Gasolio, altri dieci giorni di sconto. Per l’autotrasporto arrivano 386 milioni, ma ora servono le domande. Altri dieci giorni di ossigeno sul prezzo del gasolio. Dal 27 agosto al 5 settembre resta in vigore la riduzione delle accise che vale circa 17 centesimi al litro. Ma per l’autotrasporto la novità più importante contenuta nell’ultimo provvedimento è un’altra: arrivano 22,1 milioni di euro aggiuntivi per il credito d’imposta destinato a compensare una parte del maggior costo sostenuto dalle imprese per il carburante.
Con il nuovo stanziamento, le risorse complessivamente messe a disposizione dell’autotrasporto salgono così a 386,2 milioni di euro. Il beneficio coprirà il periodo compreso tra marzo e agosto 2026, con il mese di agosto inserito dal decreto-legge 139/2026.
Il meccanismo non prevede però il rimborso integrale dell’extracosto. Il credito spetta nella misura massima del 70% della maggiore spesa sostenuta per l’acquisto del carburante, documentata dalle relative fatture.

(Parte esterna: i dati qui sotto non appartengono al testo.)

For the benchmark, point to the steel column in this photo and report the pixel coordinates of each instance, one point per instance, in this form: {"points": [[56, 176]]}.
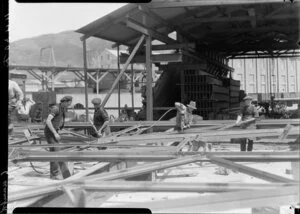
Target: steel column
{"points": [[119, 87], [85, 80]]}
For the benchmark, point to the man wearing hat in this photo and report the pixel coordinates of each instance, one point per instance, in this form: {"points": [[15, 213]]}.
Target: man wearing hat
{"points": [[247, 112], [15, 97], [101, 119], [184, 115], [54, 122]]}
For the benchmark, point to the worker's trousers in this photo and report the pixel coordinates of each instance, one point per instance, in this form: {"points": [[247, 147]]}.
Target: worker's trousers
{"points": [[57, 168]]}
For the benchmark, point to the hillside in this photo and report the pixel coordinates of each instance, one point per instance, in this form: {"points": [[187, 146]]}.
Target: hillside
{"points": [[67, 49]]}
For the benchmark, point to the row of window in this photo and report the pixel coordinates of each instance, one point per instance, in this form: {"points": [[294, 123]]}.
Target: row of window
{"points": [[263, 89]]}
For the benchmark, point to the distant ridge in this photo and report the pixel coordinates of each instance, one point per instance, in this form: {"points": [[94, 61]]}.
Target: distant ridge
{"points": [[67, 49]]}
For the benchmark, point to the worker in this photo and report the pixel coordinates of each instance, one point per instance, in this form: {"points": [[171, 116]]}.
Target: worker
{"points": [[55, 121], [15, 98], [247, 111], [101, 119], [184, 115]]}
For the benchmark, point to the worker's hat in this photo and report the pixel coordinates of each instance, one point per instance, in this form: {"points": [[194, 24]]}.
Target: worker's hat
{"points": [[66, 99], [192, 105], [96, 101], [247, 98]]}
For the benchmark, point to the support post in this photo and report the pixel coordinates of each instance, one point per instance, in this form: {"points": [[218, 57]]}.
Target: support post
{"points": [[296, 72], [287, 76], [97, 82], [123, 69], [149, 80], [85, 81], [132, 86], [119, 88]]}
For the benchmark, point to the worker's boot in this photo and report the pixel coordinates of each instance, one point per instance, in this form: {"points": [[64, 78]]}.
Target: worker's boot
{"points": [[250, 145]]}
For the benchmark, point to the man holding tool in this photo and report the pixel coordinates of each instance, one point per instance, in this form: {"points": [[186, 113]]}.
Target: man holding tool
{"points": [[15, 98], [100, 120], [54, 122], [248, 112], [184, 116]]}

Il riferimento per calcolare il rincaro è il prezzo medio del carburante registrato nel febbraio 2026, prima dell’impennata determinata dalla crisi internazionale. I beneficiari sono le imprese che utilizzano gasolio commerciale per veicoli di massa complessiva pari o superiore a 7,5 tonnellate.
Il problema adesso è la piattaforma Lo stanziamento, però, non significa ancora che le imprese possano presentare le domande. Per rendere effettivamente operativo il credito d’imposta manca infatti il passaggio procedurale decisivo: un decreto direttoriale del ministero delle Infrastrutture, su input del Mef, dovrà autorizzare l’apertura della piattaforma informatica gestita da Sogei.

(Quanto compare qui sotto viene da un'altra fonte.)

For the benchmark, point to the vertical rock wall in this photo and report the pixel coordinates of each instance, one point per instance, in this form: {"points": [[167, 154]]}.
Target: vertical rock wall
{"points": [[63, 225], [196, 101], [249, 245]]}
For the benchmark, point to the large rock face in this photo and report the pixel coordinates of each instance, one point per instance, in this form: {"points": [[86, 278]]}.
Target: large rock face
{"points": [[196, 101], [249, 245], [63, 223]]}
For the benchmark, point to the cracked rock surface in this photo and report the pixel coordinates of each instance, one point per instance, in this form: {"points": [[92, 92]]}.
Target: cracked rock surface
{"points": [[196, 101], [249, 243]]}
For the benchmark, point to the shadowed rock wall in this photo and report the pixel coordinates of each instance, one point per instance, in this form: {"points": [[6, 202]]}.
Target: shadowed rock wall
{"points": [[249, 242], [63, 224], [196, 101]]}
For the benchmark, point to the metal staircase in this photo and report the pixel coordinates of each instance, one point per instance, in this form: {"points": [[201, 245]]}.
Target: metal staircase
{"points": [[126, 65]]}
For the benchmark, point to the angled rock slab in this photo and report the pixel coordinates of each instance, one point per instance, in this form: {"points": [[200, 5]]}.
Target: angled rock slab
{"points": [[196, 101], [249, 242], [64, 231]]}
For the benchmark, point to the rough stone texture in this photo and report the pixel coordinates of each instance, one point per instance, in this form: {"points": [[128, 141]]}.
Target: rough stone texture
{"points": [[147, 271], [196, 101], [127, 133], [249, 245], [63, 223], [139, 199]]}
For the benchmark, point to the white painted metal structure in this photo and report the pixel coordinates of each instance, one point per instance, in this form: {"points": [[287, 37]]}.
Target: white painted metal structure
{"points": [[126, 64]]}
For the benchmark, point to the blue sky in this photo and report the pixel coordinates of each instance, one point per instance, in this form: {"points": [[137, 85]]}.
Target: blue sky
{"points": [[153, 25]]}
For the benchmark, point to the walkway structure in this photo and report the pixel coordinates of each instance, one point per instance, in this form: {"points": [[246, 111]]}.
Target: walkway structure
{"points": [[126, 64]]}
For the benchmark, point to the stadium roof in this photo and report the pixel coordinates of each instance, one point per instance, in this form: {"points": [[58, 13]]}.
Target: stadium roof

Sarà la piattaforma a raccogliere le richieste delle imprese e a consentire l’accesso al beneficio. L’ipotesi prevista per l’avvio della procedura è una finestra compresa tra il 1° e il 15 settembre. Il calendario, però, è ormai stretto. E per le imprese non si tratta di un dettaglio burocratico: dopo mesi di rincari, sapere quando e come potranno recuperare una parte degli extracosti diventa importante anche per la programmazione finanziaria.

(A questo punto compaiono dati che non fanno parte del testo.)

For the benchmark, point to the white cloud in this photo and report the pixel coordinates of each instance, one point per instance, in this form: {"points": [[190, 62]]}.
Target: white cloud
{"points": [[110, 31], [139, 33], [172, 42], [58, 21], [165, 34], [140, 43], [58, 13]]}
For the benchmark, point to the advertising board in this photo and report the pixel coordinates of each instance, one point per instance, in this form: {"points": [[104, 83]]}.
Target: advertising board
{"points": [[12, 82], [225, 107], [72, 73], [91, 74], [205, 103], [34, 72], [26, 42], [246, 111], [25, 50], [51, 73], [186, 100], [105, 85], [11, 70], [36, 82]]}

«Le imprese devono potersi organizzare: hanno bisogno di sapere, con certezza, se possono davvero contare su questi sostegni», ha commentato il segretario generale di Fiap Alessandro Peron.
E dopo il 5 settembre? Resta poi la questione del prezzo alla pompa. La nuova proroga porta lo sconto sul gasolio fino al 5 settembre, evitando per il momento un nuovo aumento immediato del prezzo. Ma si tratta ancora una volta di una misura temporanea. Per l’autotrasporto, quindi, le due partite procedono ormai su binari paralleli: da una parte il sostegno immediato alla pompa, dall’altra il credito d’imposta destinato a compensare una quota degli extracosti accumulati da marzo ad agosto.
La prima ha una scadenza ravvicinata. La seconda ha già una dotazione finanziaria, ma deve ancora diventare concretamente accessibile alle imprese.
I soldi, insomma, ci sono. Adesso bisogna fare in modo che possano arrivare ai camion.